The Canadian Pacific and the Soo Line spared little expense in outfitting the new trains. Contracts were given to the Barney & Smith Car Company of Dayton, Ohio for the construction of much of the needed equipment. Barney & Smith was one of the finest carbuilders of the era and produced beautifully constructed passenger cars for railroads throughout North America. Other cars were built at the CPR's own shops. The complete train set of passenger equipment consisted of a baggage, express and mail car, a tourist sleeping car, a 40-seat first-class coach, a dining car, a first-class sleeper and, the highlight of the entire train, a compartment-observation car which provided luxury sleeping compartments and a large observation lounge. The equipment was delivered from the builders in 1907 and placed in service as soon as possible on the new trains. In total, eight sets of equipment were ordered for provide the service. Some were ordered by the CPR and others were purchased by the Soo Line.
The 80-foot (24.4-m), compartment-observation cars with their spacious, open platforms and graceful arched windows, were named for cities along or near the route of the train. Canadian Pacific cars were named Spokane and Cranbrook and Soo Line cars were named Curzon, Yahk, Fernie, Nelson, Twin Cities and Winnipeg. The first-class Soo Line sleepers for the train were given names beginning with 'V': Viking, Venturia, Verga, Venus, Velva, Venlo, Valhalla and Vanoss. All of these cars were built by Barney and Smith.
The Soo-Pacific train did not operate all year because passenger travel fell during the winter months and there was insufficient demand for the first class service to keep it running. Normally, the trains operated only through the summer months.
The beginning of the First World War doomed the Soo-Pacific Train de Luxe. Passenger travel declined and the priorities of the war effort in Canada shifted resources elsewhere. Moreover, immigration to western Canada all but stopped. The beautiful cars were used elsewhere on the CPR-Soo Line first-class trains. A Chicago-St. Paul-Vancouver service, via the CPR main line through the Rockies, continued to be operated during the summer months for many years. This service operated under various names including the Soo-Dominion and The Mountaineer.

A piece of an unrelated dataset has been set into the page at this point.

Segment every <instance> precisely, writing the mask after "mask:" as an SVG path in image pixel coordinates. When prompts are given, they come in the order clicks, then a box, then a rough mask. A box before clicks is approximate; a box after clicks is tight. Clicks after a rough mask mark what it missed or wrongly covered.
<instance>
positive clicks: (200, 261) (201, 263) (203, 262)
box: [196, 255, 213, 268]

The beautiful Barney and Smith cars stayed in service until the late 1930s when most were sold for scrap. Some ended their days in work train service but fortunately, the compartment-observatin car Curzon and the first-class sleeping car Omemee survived as summer homes in Wisconsin and were eventually acquired by the Canadian Museum of Rail Travel at Cranbrook. They are key components of the Soo-Pacific train set that is one of the major attractions of the museum.